By Elliott West
“It was a surreal moment but I feel like even talking about it is giving them airtime they don’t deserve because they are just idiots. What are they trying to gain from what they have done? I am sure there are better ways to get their point across.”
Mark Allen
A protester pours powder onto the snooker table. Photograph courtesy of Metro.
Introduction
Over the years, a snooker match has been stopped by a water leak or a stray streaker but I have never witnessed the shocking scenes that occurred at this year’s World Championship. I have always thought that snooker events had pretty stringent security measures with bag checks and body searches on members of the public before they can enter an event. For whatever reason, two individuals, a man and a woman managed to gain entry to the Crucible for the evening session matches between Robert Milkins and Joe Perry and between Mark Allen and Fan Zhengyi.

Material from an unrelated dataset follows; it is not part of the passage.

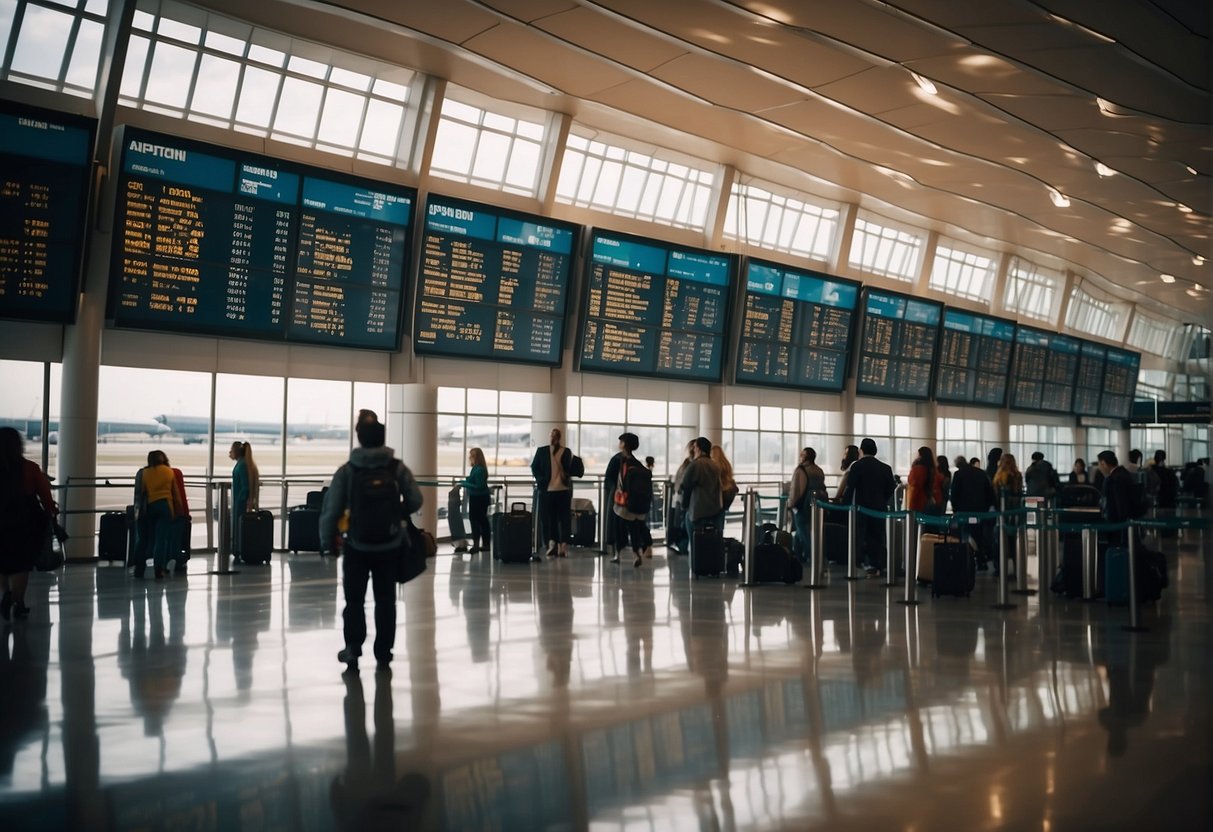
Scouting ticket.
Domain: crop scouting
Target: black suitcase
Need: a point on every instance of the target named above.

The usual deathly silence of matchplay was rudely interrupted when the man and woman appeared from the audience and ran onto the Crucible stage, both wearing white t-shirts with a Just Stop Oil logo on them.
Crucible Drama
As millions watched, the female protester tried to launch herself towards the table involving the match between Allen and Zhengyi with an aim of attaching herself to the table with glue. Her attempt failed, thanks to the swift action of the Belgian referee Olivier Marteel who pounced on her at the right moment, thwarting her efforts by restraint and escorting her off the stage. However, on the other side of the table partition, a more bizarre event played out as the man managed to evade the grasp of security and the referee, hoisting himself onto the table. As all who watched, especially Joe Perry and Robert Milkins watched in shocked amazement, the man stood up on the snooker table and produced a bag with something in it. Out of the bag, came a brown, chalky powder which cascaded onto the table like a ploom of smoke, turning the green baize into a temporary dust bowl, littered with slightly less colourful snooker balls.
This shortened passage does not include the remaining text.